In a report commissioned by Alberta, Deloitte modelling. revealed that implementing CCS would render high-cost oil sands. mines economically unviable. For lower-cost thermal oil sands. properties, curtailing production would still be more cost-efficient. than purchasing CCS.

We do not see any oil sands CCS financial investments being. executed, Deloitte said.

Laura Cameron, an expert at the International Institute for. Sustainable Development environment think-tank, said the report. raised concerns about the expense of carbon-capture technology.

Canada is the world's fourth-largest oil manufacturer, turning. out around 5 million barrels per day (bpd).

Despite the industry's fears, production is really setting. record highs due to a new export pipeline and resilient oil. costs.

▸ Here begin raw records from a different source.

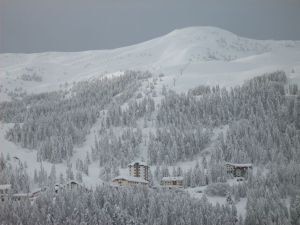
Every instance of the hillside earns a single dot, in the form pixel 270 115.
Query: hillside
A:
pixel 186 103
pixel 202 55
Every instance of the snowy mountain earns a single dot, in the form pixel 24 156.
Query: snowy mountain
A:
pixel 190 56
pixel 167 101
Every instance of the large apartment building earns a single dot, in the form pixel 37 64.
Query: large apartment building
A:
pixel 139 169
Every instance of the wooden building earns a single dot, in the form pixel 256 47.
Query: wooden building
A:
pixel 172 182
pixel 238 170
pixel 139 169
pixel 5 190
pixel 129 181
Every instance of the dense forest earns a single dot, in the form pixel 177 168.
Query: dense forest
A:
pixel 260 123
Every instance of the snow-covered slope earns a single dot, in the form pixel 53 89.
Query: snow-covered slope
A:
pixel 188 57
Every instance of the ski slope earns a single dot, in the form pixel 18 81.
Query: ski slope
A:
pixel 187 58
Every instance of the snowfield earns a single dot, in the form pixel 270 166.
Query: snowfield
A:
pixel 188 57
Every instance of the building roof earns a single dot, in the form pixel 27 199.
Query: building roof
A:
pixel 171 178
pixel 240 164
pixel 141 163
pixel 131 178
pixel 5 186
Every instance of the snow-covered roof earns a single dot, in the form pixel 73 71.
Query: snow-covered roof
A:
pixel 5 186
pixel 171 178
pixel 141 163
pixel 131 178
pixel 240 164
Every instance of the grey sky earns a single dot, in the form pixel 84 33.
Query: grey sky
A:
pixel 75 25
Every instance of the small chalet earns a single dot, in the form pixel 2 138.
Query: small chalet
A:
pixel 129 181
pixel 238 170
pixel 139 169
pixel 172 182
pixel 5 189
pixel 72 185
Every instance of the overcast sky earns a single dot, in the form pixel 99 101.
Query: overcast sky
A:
pixel 74 25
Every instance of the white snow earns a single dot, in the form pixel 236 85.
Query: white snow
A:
pixel 131 178
pixel 188 57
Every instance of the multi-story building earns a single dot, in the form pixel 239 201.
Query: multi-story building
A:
pixel 139 169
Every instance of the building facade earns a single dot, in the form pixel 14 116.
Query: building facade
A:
pixel 172 182
pixel 129 181
pixel 238 170
pixel 139 169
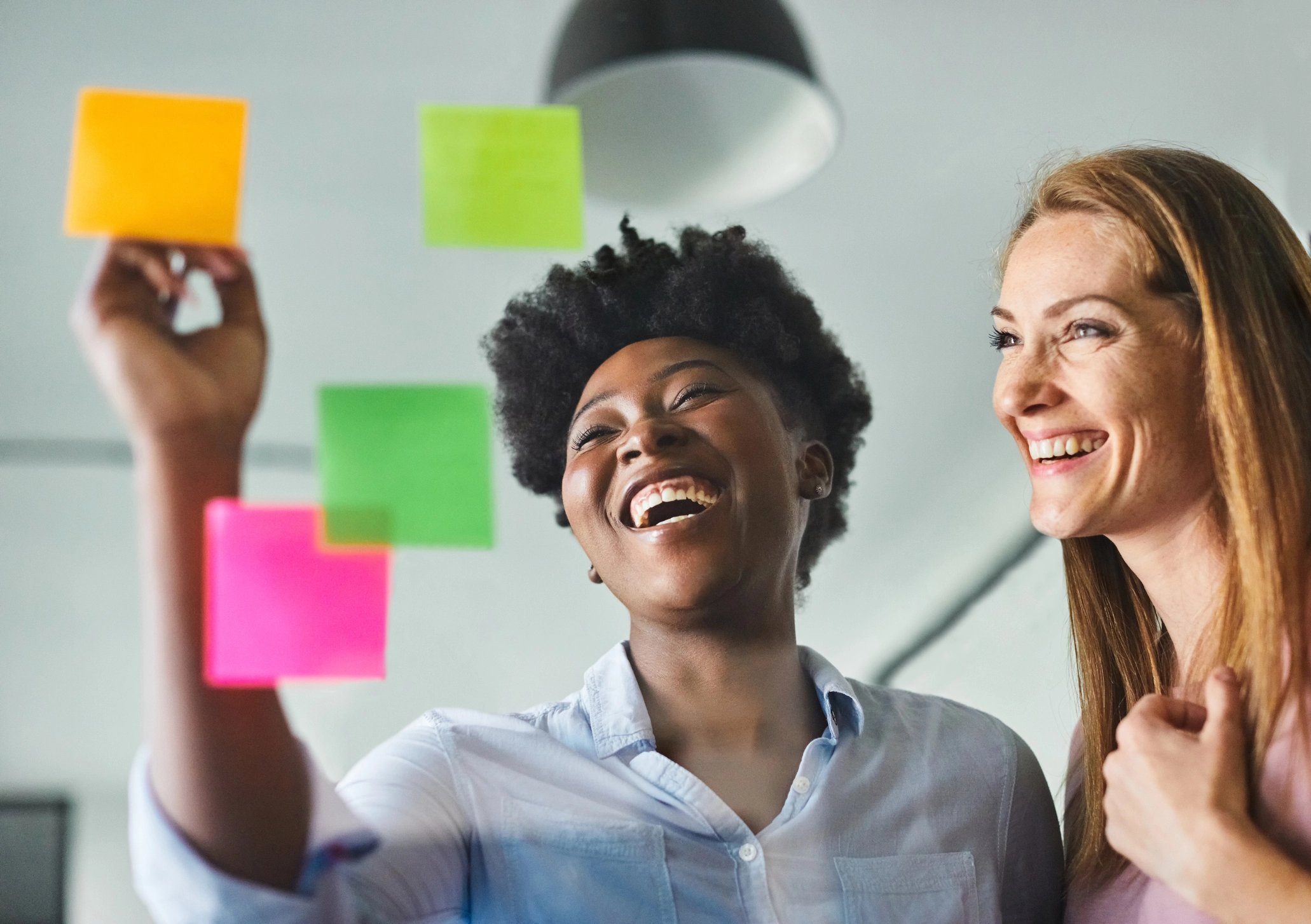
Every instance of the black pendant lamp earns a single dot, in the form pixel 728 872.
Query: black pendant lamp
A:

Trudeau proposed the cap in 2021 and his government is. aiming to settle it ahead of a most likely election next year.

The emissions cap would likely result in 2030 oil production. of 5.6 million bpd, around 10% lower than it would be without a. cap, Deloitte predicted. Gas production at the end of the decade. would be roughly 2.2 billion cubic feet a day with an emissions. cap, 12% lower than without one.

That would lead to Canada losing 90,000 jobs and C$ 282. billion in GDP between 2030 and 2040, the report stated.

It's time to give up on this stopped working concept, Alberta financing. minister Nate Horner said in a statement.

Deloitte approximates oil and gas emissions would still go beyond. the proposed cap by 20 million lots by the end of the years,. even with increasing production performance and actions to curb. methane emissions.

Asked about the emissions cap on Tuesday, Federal. Environment Minister Steven Guilbeault informed reporters the. federal government did not have jurisdiction to restrict production.